Sechat: Cannabis Thinking and the importance of thinking about cannabis business legacies

Originally published on Sechat´s website 

With the presence of big names in the sector such as Marcelo D2, Rogério Schiatti, Pedro Abramovay and Ad Júnior, thinking about cannabis becomes increasingly necessary in our country

Once again – and, fortunately, back in the face-to-face heat – we hosted at CIVI-CO another edition of Cannabis Thinking, the most important meeting for discussion of this topic in the country. And what an event! With the participation of Pedro Abramovay, Marcelo D2, Sheila de Carvalho, AD Júnior, and even the minister Rogério Schietti, of the 4th panel of the Superior Court of Justice, we had three days of conversations about cannabis and its medicinal, industrial, and recreational uses.

The discussion about creating a market for cannabis can never be dissociated from its history. As AD Junior and Sheila de Carvalho reminded us, the first law criminalizing cannabis, as early as the 19th century, was already racist – it only imprisoned enslaved people, not the money “lords”. Pedro Abramovay, in opening the discussions, emphasized how much the fictitious “war on drugs” is a racist and incarcerating ideology. The Rector of the Zumbi dos Palmares University, José Vicente, reminded us who are the people imprisoned in Brazil – a black and poor majority – and what the circumstances of these arrests are like. Justice Schietti himself, author of one of the decisions that granted habeas corpus for the planting of cannabis for four patients in Brazil, emphasized how many times he has received cases in which women have been arrested for carrying tiny amounts of marijuana for visits to their husbands, or how many absurd sentences have been given to people with small amounts of marijuana – all of this, proportional, of course, to their class and race.

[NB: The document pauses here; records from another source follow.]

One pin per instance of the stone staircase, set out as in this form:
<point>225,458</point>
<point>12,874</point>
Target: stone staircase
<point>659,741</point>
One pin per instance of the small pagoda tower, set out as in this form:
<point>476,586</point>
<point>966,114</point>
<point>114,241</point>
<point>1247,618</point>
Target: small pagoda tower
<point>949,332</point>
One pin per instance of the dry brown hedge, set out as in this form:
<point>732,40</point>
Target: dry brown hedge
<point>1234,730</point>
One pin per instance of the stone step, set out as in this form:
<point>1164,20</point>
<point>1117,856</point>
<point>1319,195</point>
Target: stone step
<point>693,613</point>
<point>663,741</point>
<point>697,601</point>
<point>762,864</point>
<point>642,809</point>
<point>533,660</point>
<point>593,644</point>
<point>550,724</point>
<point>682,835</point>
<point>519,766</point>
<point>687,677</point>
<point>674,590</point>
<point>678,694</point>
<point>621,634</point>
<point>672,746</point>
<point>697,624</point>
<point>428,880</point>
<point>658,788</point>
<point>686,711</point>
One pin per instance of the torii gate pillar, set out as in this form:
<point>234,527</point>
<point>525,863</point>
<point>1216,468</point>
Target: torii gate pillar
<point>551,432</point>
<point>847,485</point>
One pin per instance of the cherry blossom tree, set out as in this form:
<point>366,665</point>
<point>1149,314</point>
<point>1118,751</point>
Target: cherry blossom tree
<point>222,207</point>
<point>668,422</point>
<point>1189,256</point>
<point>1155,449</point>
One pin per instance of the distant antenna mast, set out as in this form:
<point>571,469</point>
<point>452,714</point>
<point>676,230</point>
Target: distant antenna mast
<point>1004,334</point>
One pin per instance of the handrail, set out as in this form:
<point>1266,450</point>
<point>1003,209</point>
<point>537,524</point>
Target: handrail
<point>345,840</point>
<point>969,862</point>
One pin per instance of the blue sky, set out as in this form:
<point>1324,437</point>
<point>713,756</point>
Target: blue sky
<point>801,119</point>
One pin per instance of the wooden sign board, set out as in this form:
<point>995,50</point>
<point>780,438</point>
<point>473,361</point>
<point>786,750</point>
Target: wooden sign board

Always accurate, Emílio Figueiredo, one of the pioneer lawyers in the defense of patients and their need to obtain medical cannabis, reminded us of the importance of educating children and adolescents to deal with the issue of drugs. Educating is more effective than repressing. In addition, we heard about solutions. Favela mothers and social workers, like Lúcia Cabral and Rafaela Figueiredo from Educap, who militate in the fight for public policies and access to health and education, now inserted in the discussion about medicinal cannabis. Students and professors from the Zumbi dos Palmares University who developed the Acolhe Platform, to help people who were victims of racism without being subjected to further embarrassment.

And the beautiful thing was to see that this solid base – the consensus about the connection of the incarceration, racism, and drug law agendas – permeated all the discussions of CT2022. If Marcelo D2’s “dream” was to participate in a debate about cannabis with a justice of the Supreme Court and two black women activists (Janine Rodrigues and Gabriella Arima), mine is that this understanding of the history of cannabis permeates the entire ecosystem of the sector. The cannabis market has a historical obligation to be ESG.

The opinions conveyed in this article are personal and the responsibility of the authors.

About the author:

Patrícia Villela is a lawyer, entrepreneur, activist, Sechat columnist and president of the Humanitas360 Institute, a non-governmental organization that aims to rehabilitate people who are, or have been, imprisoned.